好きな言葉は「のこのこ」。好きなラジオ中継「相撲」。ちょっと苦手「煮た南瓜」。影響受けやすいけど、すぐ忘れます。

帝銀事件は今も残っている?

2023-06-03 | ドキュメンタリ

 戦後最大のミステリとも言われた帝銀事件だが、それは松本清張がこの事件を取り上げて冤罪の可能性をリポートしたことも大きいようだ。実際12人もの銀行員(関係者)が一人の男に毒殺され金を奪われるという恐ろしい事件であり、後に犯人として捕まった画家が、当初は犯行を認めたとされた後証言を翻し、死刑判決後も獄中死するまで再審を求めた。実質上死刑執行が行われなかったのは、この再審の可能性が何十年にもわたって残されていたともされ、松本清張の筆によって世論が動いたせいでもあろう。
 松本が疑ったのには理由があって、青酸化合物をスポイドで正確に致死量を量って皆に冷静に飲ませることが、あんがいにむつかしい行動であったこと(それを素人の画家ができたのか)。
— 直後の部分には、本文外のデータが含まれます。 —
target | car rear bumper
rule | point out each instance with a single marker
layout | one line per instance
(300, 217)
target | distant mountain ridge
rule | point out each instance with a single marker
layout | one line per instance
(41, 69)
そのようなことに長けた可能性のある戦中の特殊部隊の人間の方が怪しかったこと(しかし最後まで個人の特定は難しかった)。戦後米軍がその特殊部隊の存在を秘匿した可能性があること、などがあった。特殊部隊とかかわりのあった人間の証言にも、このような冷静な人殺しができるのは、自分たちの部隊内の人間の仕業だろうと思っていたらしいこともあった。
 しかし当時それなりに著名だった画家の平沢貞通には、逮捕後過去に詐欺事件を起こしていたことが発覚すると世論は平沢犯人説に大きく傾き、そのまま死刑判決への流れを覆すことができなかった。しかし実証主義の松本にとっては、疑わしいのみで犯人に確定することに抵抗があったのだろうと思われる。結果的に振り返ってみて未解決事件と言われることになったのだが、では、本当に冤罪だったと言えるのだろうか。
 ドキュメンタリを見た印象としては、確かに冤罪事件としての振り返りの仕方だったこともあって疑わしいのだが、しかしさらに疑わしいとされる特殊部隊の人間に、本当に捜査の手がちゃんと伸びなかったのかというのもよく分からない問題だとも感じられた。特殊部隊の戦争犯罪は許しがたいものが多く含まれているが、その断罪が上手く行ったとはいえないようにも感じられる。そういう背景も含めて、戦後軍隊に対する国民の不信感も、この事件の背後にはあったのではなかろうか。松本清張の中にも、そのような軍部への、戦争への怒りが、この事件の真相解明ということに向かわせたのではないのだろうか。
 しかしながら、この帝銀事件という凄惨な殺人事件をクリアな形で解決できなかった戦後日本というのは、その後の冤罪の可能性などのある事件への影響も無かったとは言えないのではなかろうか。日本の検察の異常な強さと、裁判の在り方に対する不信感は、今に至っても払拭しきれていないのではないか。そんなことまで考えさせられれてしまうのだった。